Open access, not publishing, but research, is the only way to really educate people on what is going on. We need to show people what we are doing, what welfare steps we are taking. And we need to show people that we have hearts, that we don’t love to kill, and that, when it’s all over and we retire, we will be sorry to give up the search for knowledge and cures, but we will sigh with relief, because we will never have to hurt an animal again. What we do is necessary, it comes with the amazing highs of scientific discovery and the discovery of cures and treatments, but it comes with a price.
But with open access comes vulnerability. It is difficult to be open when there are people waiting to firebomb your car. It is difficult to share research methods when photos of your animals end up on the web, and when you end up labeled as a “vivisectionist”, and when information is released on where your kids go to school. When flyers are sent to your neighbors, telling horrible lies of how you torture your animals. When death threats appear in your email. For there to be open access, there must be trust. Demanding open access while vandalizing our work is NOT the way to foster trust.

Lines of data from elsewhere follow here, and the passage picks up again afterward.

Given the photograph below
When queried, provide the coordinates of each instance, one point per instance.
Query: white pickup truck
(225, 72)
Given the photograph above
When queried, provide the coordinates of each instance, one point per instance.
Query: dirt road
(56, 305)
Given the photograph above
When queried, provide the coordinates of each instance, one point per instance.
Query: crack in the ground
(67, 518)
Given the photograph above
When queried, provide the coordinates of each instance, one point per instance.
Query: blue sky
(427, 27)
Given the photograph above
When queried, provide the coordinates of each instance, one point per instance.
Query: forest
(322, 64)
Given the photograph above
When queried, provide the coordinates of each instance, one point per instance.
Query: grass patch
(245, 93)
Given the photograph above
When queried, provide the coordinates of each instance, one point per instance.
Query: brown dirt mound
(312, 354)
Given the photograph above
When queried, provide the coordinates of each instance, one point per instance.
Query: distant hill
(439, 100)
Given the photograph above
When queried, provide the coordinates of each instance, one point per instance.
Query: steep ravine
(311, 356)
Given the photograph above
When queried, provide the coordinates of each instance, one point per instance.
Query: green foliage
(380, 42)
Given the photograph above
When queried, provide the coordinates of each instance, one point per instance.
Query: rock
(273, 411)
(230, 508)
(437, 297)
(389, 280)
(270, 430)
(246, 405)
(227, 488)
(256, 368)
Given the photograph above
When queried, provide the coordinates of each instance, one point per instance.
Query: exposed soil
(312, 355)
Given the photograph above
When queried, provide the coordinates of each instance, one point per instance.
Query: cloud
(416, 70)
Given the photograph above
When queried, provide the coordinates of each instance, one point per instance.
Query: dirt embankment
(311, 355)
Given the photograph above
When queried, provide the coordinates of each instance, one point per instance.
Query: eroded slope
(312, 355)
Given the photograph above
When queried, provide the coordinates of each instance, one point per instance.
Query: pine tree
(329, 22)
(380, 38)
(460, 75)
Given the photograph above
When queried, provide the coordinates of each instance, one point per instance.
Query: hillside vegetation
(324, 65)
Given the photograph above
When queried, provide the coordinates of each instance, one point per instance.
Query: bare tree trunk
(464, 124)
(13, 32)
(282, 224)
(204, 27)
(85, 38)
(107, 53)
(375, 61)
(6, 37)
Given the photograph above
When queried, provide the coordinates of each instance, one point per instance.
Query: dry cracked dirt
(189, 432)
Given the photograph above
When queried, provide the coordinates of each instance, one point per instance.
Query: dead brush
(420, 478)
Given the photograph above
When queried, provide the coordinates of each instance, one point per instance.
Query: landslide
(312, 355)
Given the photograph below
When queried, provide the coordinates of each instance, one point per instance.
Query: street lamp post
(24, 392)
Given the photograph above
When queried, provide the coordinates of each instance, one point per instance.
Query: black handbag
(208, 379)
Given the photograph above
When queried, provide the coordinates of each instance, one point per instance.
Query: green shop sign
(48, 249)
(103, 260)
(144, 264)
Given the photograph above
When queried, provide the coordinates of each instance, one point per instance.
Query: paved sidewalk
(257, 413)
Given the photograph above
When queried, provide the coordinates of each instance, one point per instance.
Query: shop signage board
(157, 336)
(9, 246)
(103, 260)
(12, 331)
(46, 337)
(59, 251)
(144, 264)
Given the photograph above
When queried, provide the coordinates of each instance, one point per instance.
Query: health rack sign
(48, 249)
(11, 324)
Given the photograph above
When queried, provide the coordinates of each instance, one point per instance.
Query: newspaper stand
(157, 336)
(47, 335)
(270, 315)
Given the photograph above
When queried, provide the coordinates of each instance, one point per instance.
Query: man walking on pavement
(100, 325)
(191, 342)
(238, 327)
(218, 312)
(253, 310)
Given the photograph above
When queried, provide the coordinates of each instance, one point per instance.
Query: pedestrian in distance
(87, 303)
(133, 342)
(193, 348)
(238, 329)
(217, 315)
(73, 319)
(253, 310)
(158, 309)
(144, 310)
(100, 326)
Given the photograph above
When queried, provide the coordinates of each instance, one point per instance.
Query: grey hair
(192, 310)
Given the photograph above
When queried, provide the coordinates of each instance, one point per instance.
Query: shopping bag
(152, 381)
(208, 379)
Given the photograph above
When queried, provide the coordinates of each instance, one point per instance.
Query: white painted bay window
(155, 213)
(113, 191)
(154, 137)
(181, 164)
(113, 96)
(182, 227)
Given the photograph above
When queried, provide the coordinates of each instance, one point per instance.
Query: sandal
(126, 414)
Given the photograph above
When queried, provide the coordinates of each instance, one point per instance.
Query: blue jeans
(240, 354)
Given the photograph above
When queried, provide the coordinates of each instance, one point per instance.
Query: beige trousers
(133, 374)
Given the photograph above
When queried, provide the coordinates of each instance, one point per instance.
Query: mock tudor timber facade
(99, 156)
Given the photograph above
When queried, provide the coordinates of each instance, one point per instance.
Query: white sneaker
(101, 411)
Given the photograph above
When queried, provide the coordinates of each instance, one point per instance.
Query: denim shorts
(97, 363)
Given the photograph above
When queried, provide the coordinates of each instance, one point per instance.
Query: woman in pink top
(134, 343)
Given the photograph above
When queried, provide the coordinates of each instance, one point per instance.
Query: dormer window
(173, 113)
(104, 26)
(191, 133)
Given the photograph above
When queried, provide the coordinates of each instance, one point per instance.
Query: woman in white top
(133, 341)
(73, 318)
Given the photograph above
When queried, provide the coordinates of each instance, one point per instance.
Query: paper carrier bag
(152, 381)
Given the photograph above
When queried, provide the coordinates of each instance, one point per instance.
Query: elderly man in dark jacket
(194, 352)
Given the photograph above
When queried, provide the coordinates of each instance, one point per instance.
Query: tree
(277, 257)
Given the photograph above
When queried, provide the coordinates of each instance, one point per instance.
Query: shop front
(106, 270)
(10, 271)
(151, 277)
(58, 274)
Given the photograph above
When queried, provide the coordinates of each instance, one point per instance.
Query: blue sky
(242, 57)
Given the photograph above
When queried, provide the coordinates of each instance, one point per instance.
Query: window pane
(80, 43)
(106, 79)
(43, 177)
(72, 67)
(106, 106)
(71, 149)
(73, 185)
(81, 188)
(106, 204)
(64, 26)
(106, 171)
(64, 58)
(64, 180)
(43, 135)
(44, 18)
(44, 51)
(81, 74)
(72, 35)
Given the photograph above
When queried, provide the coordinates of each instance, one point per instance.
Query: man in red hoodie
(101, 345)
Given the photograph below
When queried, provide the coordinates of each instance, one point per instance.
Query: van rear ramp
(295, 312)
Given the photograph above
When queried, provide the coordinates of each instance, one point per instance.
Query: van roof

I can tell that, for Morrison, this was a brave book to write. He has already suffered the attacks of animal rights activists, and the publication of a book that passionately defends animal research may end up drawing more fire. He’s a brave man, and his message is important. But it’s a difficult book. No matter what view you hold, Morrison may make you mad. But he will also make you think. A dangerous pastime, but an important one.
“An Odyssey with Animals: A veterinarian’s reflections on the animal rights and welfare debate” by Adrian R. Morrison.